Roderik ist in der Wolfszeit. Da er im Ehrenkampf mit einer natürlich hinterhältigen, neureichen Familie unehrenhaft besiegt worden ist, wurde er auf einem unbewohnten Planeten ausgesetzt. Sollte er sich innerhalb eines Jahres wieder zu den Erzwelten bei den Randwelten durchkämpfen, wäre seine Verbannung aufgehoben. Nur gibt es jetzt zwei Probleme. Zum einen wurde anscheinend durch die Existenz von McCoy der Planet nicht ordentlich genug ausgesucht, so dass eine erneute Verbannung bei dessen Rückkehr möglich ist und zum zweiten muss Roderik seine Ehre wieder herstellen, bevor seine Frau aus der Not heraus den Erzrivalen heiratet. McCoy stellt ihm schließlich seine Rettungskapsel zur Verfügung, damit er den Planeten verlassen kann. Kaum alleine tauchen Roderiks Feinde auf, die inzwischen ihren Fehler bemerkt haben und nehmen den Terraformer mit. Im Verlaufe seiner Reise wird er Roderiks burschikose wie attraktive Frau Ragna kennenlernen. Gemeinsam machen sie sich auf die Suche nach Roderik, um ihn vor den Fallen der Feinde zu bewahren. 

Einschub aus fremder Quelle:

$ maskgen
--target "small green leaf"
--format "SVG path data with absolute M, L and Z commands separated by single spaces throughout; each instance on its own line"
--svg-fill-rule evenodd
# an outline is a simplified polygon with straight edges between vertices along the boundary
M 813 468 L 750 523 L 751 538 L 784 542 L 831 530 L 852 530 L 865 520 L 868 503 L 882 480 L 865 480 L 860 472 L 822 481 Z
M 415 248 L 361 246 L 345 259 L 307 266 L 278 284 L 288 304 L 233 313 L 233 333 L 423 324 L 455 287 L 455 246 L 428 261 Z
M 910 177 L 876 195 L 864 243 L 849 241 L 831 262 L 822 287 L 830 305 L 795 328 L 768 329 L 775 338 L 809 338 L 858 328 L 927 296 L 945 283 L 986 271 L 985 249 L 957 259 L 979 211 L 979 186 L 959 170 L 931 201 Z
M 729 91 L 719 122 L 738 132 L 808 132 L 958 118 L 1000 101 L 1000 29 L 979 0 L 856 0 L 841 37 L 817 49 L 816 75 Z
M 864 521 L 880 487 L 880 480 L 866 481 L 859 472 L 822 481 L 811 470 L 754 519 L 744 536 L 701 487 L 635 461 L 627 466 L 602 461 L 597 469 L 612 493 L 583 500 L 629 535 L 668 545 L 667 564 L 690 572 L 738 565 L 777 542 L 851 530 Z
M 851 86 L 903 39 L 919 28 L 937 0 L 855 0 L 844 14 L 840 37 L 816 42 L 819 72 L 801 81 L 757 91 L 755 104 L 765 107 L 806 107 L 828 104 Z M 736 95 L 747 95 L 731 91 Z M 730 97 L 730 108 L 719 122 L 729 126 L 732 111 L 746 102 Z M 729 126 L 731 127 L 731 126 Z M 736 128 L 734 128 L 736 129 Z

"Der Terraformer" verfügt über einen ausgesprochen lesenswerten Auftakt. Der ein wenig skurrile, aber sympathische McCoy wird eher durch seine Handlungen denn aus der Distanz charakterisiert. Weitere Informationen zu allen Hauptfiguren erfährt der Leser in den wenigen ruhigen Passagen des Romans. Sie relativieren die Sperrigkeit der einzelnen Figuren und machen diese deutlich sympathischer, dreidimensionaler und positiv wie negativ gegenwärtiger als es eine in der fernen und doch vertrauten Zukunft spielenden Geschichte erwarten lässt. Vielleicht wirkt die Charakterwandlung des nicht unbedingt weltfremden, aber gerne isoliert lebenden Terraformers zu einem scheuen, aber erfahrenen Mann, einem Schlitzohr in Sachen Befreiung und vielleicht sogar einem Computergenie vor der finalen Auseinandersetzung ein wenig zu glatt, zu fließend und im Vergleich zum Plot auch zu opportunistisch, aber dank des hohen Tempos der zweiten Romanhälfte fällt das weniger auf. Matthias Falke geht auf die akribische Arbeit des Terraformers ein und mit dem Auftauchen des fleißigen, aber schweigenden Roderik als eine Art Freitag zum freiwilligen Robinson Crusoe bauen sich ausreichend Rätsel und Fragen nicht nur in McCoy, sondern auch dem Leser auf. Vielleicht ist es Zufall, dass der ehrliche, einfache Roderik so gar nicht den typischen "Klischees" entspricht und man hinter seinen freundlichen/ dankbaren Handlungen deutlich mehr böse Absichten vermutet als es tatsächlich der Fall ist. Diese Männerfreundschaft entwickelt der Autor mit viel Liebe zum Detail ohne in den Bereich des Kitsches abzugleiten.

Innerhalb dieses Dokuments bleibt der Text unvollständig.